Dror Eyal
The dust is blowing in from the east. Sand clouds that whip the air, flay my skin, sting in my eyes. Dust in each breath I swallow, grit grating between teeth, sticking in my throat. Dust in my food, dust in my beer. Winds blowing up a storm in front of the main stage, turning the area into a dust bowl. I’m hunched up inside my hooded top, just a nose and a pair of glasses staring as Dorp battle the elements, which by this stage include water blown down from the waterfalls in the area.
By the time day two rolled around, I was tired of standing in the wind, eating dust, breathing dust and watching the same bands I could’ve seen during a decent month in Cape Town. It’s late in the afternoon, and Juice are purveying their brand of surf-funk on the Pool Stage, when they are joined by the Blunt’s vocalists. The G-men come out kicking, fists pumping, yelling war cries, bumping into each other, head-bopping, rebel-rousing and generally showing the white kids with guitars how to work a stage. I’m caught totally unprepared, and remember the dangerous chaos of seeing Live Jimi Presley in a converted power station, dodging sparks from angle grinders while they trashed various metal objects. Yep, the new school is in the house. A hundred odd intense seconds later it’s over, and a 5fm presenter turns around and asks me, “Why aren’t Blunt here?”
Why? Because this is a rock festival presented by a rock label. Because hip-hop is still not seen as a viable music scene in a country that’s fixated by the so-called South African Rock Explosion. The Wingerdstok line-up is a tribute to the last two years of that explosion and the main stage is populated by the same bands we have seen everywhere. The Springbok Nude Girls, Battery 9, Wonderboom, Sons of Trout, Lithium. That’s what festivals are about, pulling in the kids and making the money to cover the enormous expense that it takes to put 50 bands on the same bill.
Wingerdstok ’98 however, did take it a step further, and the new school of South African music, the ones who are pushing the boundaries, were well represented. The highlight of the festival was indubitably Plum, who took the insane in their repertoire to a new level. After a disappointing performance at last year’s Oppikoppi festival, Plum has stripped down to a cleaner sound, leaving them enough room to work the stage. Tonight they kick the heaviest bass sounds since Bootsy Collins had his brain dewormed, fight the wind, and prove why they are the country’s foremost practitioners of cyberphunk.
Its past 2am when The Mud Ensemble, take to the stage. I was curious to see how The Mud Ensemble’s art rock would translate onto an outdoors stage. Luckily they chickened out, and the show was held on the indoors School Stage, a venue I am sure most of the bands wished they were in. Unfortunately, this is a festival, which means lots of drunk people who want to bang their heads and scream “take it off!” at anything wearing a dress, and The Mud Ensemble did not get the reception they deserved. This is sophisticated music, and this is a festival.

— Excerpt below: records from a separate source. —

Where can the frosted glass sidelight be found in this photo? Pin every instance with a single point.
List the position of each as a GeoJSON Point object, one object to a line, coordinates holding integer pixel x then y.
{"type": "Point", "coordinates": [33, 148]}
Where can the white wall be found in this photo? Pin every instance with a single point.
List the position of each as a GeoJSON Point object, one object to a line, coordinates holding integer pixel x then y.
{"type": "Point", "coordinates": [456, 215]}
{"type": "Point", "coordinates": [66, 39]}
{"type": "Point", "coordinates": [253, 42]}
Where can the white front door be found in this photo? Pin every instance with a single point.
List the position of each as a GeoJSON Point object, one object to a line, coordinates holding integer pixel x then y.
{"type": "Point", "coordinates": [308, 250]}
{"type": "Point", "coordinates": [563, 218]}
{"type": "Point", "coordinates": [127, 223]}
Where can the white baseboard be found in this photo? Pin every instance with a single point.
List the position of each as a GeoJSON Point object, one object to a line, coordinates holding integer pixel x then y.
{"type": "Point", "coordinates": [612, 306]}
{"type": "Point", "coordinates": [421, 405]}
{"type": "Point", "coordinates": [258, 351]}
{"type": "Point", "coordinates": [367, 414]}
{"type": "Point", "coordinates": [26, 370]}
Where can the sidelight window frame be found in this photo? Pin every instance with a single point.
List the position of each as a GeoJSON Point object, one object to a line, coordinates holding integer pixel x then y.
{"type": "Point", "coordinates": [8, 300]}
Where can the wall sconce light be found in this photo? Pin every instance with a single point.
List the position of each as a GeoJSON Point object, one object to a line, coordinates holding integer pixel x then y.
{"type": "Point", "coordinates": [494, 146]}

Lunchtime at the Pool Stage and Fetish are struggling against nature. On their debut CD, the overdubs create a lush sculpture of sound. Live, all the subtlety is translated to pure raw emotion; guitars straining against the wind, vocals twisting together to paint an altogether different picture. Michelle Breeze’s stage presence a strange mixture of awkward and sexy, defiant and inviting.
Next up are Boo!, another new band from Jo’burg who take the good-time jump-up-and-down formulae and turn it on its head. It’s never easy for a band to play outdoors during daytime, but Boo! manage to get the crowd aroused enough to get up and get down. Someone must have fiddled with something somewhere, because when Supernature took to the stage, the weak sound which had plagued the bands all day suddenly doubled. A riot of tortured guitars and syncopated beats, Supernature were the highlight of the festival for many, proving once again that the blood is real and the blues just get thicker.
The pool stage, a daytime stage, was were everything was happening, so we ignored the fact that Billygoat was playing at the same time on the main stage and stayed for Seed, a hardcore band out of Jo’burg. Seed’s vocalist, Graham, is one of those trance singers, the kind whose normal persona clicks off the moment he hits the stage. His dissonant rage is a blend of shouted vocals, and the kind of screams that aliens make just before they explode. While the rest of the band set up, a wall of sound penetrated by those deep bass beats that have the kids in front of the stage bobbing their heads like Cypress Hill never happened.
For a brief six hours this was what it was all about, new bands, pushing boundaries doing their twist on music that’s firmly based at the end of the millennium. Then it was back to the white-boy rawkers on the main stage. You see, despite the weather and the safe line-up, Wingerdstok ’98 managed to prove that there is a new school of music emerging. One that isn’t dependent on all the old formulae and clichs, and is bringing South African music up to date with the rest of the world, both in terms of styles and quality of music.
Maybe it’s time to put the new-generation terrorists on the main stage, with good lighting and a night-time audience.